The cost spread across capable frontier AI models is over 100x. Our latest AgentPulse benchmark run tested 10 models across 280 evaluations (28 prompts each), and the data shows something most builders miss: raw cost tells you nothing. Cost-adjusted performance tells you everything.

Here's what the actual efficiency frontier looks like.

The Numbers First

These are per-test-run costs from our AgentPulse benchmark v2.2, run 2026-02-26. Each "test run" covers 28 prompts across five categories: everyday writing, comprehension, reasoning, professional communication, and creative writing tasks.

Model Task Score Cost/Run Latency
DeepSeek V3.2 4.0 $0.015 48.5s
Grok 4.1 Fast 4.0 $0.020 23.9s
Mistral Large 2512 3.76 $0.035 14.7s
Gemini 3-Flash 4.33 $0.063 6.6s
Qwen3-Max 4.07 $0.154 28.2s
Kimi K2.5 4.44 $0.328 138.8s
Claude Sonnet 4.6 4.34 $0.494 27.4s
GPT-5.2 4.61 $0.738 44.9s
Claude Opus 4.6 4.30 $0.815 30.3s
Gemini 3.1 Pro 4.55 $1.613 68.3s

Scores are on a 5-point scale averaged across all prompts. Costs are actual billed amounts from OpenRouter.

The Efficiency Frontier

Economics has a concept called the Pareto frontier: the set of options where you can't improve one dimension without sacrificing another. For model selection, that means: the models where no other model gives you equal or better quality at equal or lower cost.

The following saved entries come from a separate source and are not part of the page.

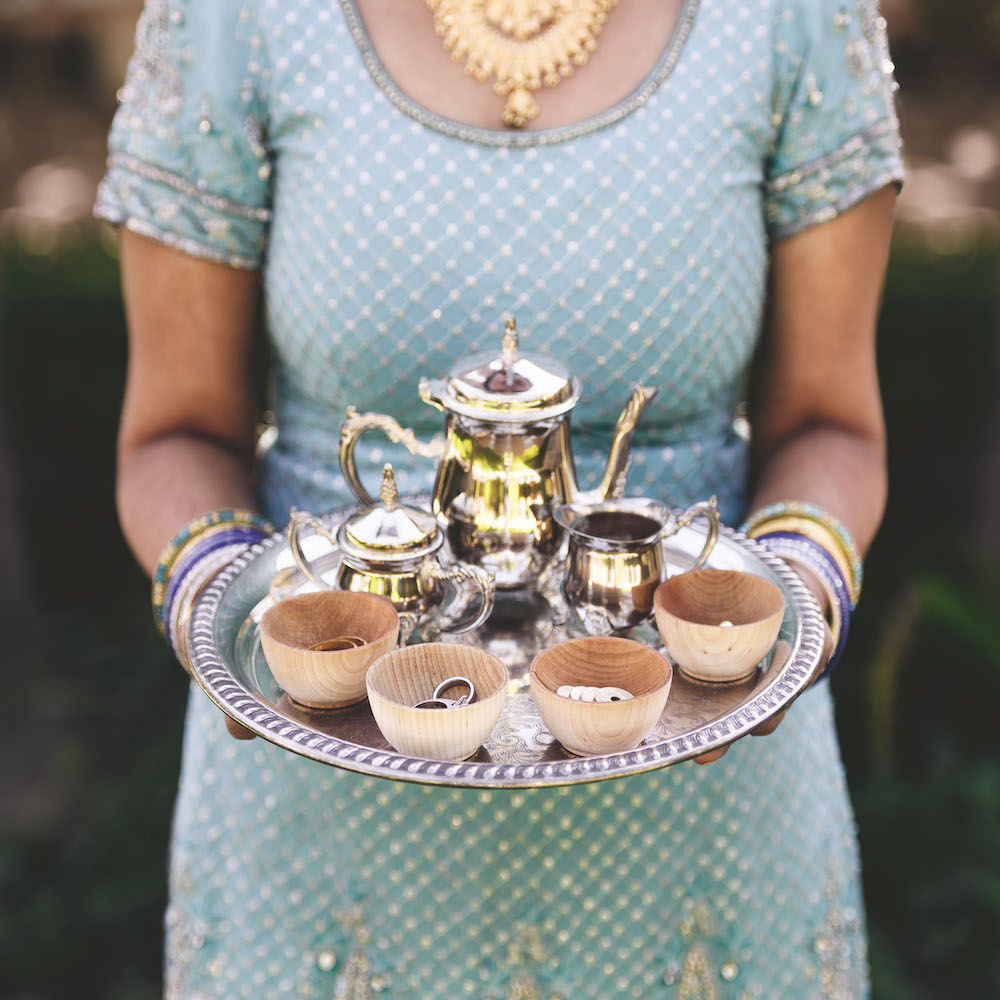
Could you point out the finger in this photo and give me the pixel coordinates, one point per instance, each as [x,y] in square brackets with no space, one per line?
[238,731]
[768,727]
[711,756]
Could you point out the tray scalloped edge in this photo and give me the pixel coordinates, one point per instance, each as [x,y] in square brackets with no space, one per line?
[214,677]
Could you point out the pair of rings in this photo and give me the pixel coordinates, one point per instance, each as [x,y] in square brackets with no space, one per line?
[438,701]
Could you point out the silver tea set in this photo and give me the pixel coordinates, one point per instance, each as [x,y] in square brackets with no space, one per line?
[506,511]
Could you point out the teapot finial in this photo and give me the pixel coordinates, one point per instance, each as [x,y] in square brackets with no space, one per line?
[389,493]
[508,346]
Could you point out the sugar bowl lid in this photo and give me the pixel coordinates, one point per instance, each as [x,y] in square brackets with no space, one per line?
[511,386]
[389,531]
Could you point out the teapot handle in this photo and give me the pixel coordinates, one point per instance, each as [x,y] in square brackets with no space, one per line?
[465,577]
[709,509]
[297,520]
[356,424]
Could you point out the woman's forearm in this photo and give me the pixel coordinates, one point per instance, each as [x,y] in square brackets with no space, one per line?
[168,481]
[838,470]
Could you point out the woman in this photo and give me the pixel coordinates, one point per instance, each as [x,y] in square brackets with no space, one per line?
[717,180]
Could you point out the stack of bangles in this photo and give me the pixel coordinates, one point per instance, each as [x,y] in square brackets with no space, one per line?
[807,536]
[189,563]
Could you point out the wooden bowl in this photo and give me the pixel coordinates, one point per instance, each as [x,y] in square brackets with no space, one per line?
[690,608]
[587,728]
[327,678]
[401,679]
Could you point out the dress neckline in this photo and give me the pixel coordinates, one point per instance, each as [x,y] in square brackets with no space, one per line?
[510,137]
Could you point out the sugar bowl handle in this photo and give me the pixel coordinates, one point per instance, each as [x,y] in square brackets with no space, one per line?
[356,424]
[454,617]
[709,509]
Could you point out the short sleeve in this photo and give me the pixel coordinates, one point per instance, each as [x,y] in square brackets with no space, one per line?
[188,162]
[836,137]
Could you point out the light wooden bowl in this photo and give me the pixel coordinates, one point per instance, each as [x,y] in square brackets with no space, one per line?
[326,678]
[587,728]
[690,608]
[398,680]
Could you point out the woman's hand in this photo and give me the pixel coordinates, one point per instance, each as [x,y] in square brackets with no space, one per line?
[770,725]
[818,433]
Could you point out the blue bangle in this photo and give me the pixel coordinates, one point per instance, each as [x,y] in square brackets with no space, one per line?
[798,548]
[197,551]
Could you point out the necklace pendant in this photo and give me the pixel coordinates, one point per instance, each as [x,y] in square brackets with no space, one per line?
[522,44]
[520,108]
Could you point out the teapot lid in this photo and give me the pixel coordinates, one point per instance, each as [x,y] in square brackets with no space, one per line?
[512,386]
[389,530]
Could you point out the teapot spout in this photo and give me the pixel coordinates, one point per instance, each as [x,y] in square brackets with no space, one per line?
[612,484]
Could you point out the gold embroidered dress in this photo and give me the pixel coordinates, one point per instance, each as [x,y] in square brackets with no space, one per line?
[633,246]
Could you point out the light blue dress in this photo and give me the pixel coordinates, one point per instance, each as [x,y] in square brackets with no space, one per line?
[633,246]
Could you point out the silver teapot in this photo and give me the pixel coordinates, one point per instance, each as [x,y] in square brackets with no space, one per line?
[394,551]
[505,463]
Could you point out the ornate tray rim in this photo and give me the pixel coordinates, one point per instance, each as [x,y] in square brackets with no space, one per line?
[215,678]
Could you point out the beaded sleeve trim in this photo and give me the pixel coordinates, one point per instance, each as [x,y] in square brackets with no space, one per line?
[185,244]
[856,144]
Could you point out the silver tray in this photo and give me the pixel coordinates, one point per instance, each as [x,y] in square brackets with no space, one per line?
[228,663]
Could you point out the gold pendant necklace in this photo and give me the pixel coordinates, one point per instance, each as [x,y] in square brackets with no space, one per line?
[521,43]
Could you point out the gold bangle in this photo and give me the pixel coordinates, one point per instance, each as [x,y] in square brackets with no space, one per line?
[818,532]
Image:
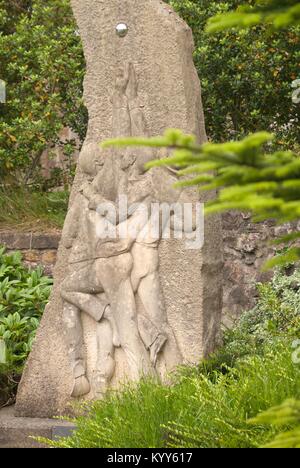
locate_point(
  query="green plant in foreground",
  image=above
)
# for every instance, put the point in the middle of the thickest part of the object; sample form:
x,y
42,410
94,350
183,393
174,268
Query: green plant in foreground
x,y
23,297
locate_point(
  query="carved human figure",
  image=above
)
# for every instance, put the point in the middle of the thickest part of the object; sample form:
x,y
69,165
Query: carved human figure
x,y
100,286
121,112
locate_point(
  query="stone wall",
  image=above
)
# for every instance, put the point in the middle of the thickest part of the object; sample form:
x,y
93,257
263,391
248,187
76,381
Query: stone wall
x,y
246,247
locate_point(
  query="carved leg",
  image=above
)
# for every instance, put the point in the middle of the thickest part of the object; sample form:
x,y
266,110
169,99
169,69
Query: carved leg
x,y
74,339
106,363
146,279
115,277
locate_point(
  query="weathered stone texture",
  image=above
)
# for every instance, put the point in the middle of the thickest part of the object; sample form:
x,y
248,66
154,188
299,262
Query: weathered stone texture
x,y
159,45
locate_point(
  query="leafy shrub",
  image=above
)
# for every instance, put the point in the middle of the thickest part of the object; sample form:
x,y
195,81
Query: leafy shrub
x,y
23,296
246,76
286,415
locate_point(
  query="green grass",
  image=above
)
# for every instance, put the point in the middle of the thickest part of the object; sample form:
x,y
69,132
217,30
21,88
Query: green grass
x,y
25,209
196,411
210,405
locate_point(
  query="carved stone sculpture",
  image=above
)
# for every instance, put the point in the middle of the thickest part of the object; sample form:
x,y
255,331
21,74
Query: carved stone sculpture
x,y
127,301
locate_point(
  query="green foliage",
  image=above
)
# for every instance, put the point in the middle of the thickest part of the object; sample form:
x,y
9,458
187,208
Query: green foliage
x,y
23,296
246,176
42,64
288,415
29,210
280,13
193,412
246,76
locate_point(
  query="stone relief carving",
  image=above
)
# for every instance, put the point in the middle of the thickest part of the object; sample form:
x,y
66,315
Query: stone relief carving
x,y
116,281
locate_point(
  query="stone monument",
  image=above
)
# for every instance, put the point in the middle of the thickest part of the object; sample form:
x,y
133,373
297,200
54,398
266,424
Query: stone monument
x,y
125,306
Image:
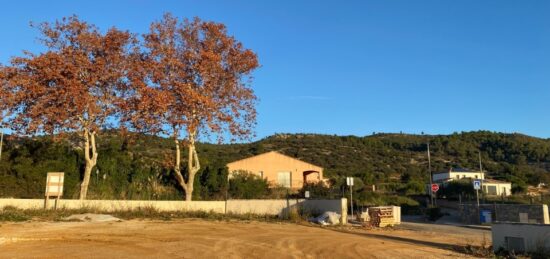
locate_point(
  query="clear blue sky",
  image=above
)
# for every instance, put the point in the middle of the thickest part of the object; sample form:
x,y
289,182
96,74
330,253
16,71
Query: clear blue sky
x,y
357,67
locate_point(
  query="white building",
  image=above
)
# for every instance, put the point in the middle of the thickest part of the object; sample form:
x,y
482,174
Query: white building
x,y
457,174
498,188
489,186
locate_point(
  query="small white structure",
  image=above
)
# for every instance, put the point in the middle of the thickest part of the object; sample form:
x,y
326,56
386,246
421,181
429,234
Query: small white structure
x,y
498,188
520,237
457,174
489,186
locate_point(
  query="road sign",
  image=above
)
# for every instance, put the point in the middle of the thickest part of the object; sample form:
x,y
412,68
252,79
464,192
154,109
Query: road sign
x,y
477,184
349,181
54,187
435,187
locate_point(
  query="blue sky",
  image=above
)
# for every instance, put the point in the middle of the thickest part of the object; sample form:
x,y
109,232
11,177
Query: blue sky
x,y
357,67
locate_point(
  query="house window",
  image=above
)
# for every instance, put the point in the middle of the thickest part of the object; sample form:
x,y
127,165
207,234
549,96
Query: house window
x,y
284,179
515,244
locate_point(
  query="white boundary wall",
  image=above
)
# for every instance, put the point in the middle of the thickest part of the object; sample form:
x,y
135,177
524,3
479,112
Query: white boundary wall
x,y
533,236
261,207
114,205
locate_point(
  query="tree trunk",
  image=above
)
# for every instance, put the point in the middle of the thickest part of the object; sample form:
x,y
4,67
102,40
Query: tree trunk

Four models sit clearly on that frontier in our data.

DeepSeek V3.2 and Grok 4.1 Fast share the bottom of the price scale ($0.015 and $0.020 per run) with identical task scores of 4.0. They're basically tied on quality. The difference is latency: Grok runs in 23.9 seconds versus DeepSeek's 48.5. If you're doing high-volume batch work where speed doesn't matter, DeepSeek's marginal cost savings add up. If you're in an agent loop waiting on responses, Grok's faster.

Gemini 3-Flash is the clearest value story in this dataset. Score of 4.33, cost of $0.063, latency of 6.6 seconds. That combination is remarkable. At 6.6 seconds average, it's the fastest model we tested by a significant margin. The quality score puts it ahead of both DeepSeek and Grok by 0.33 points, for four times the cost. In most production workloads, that trade is worth taking.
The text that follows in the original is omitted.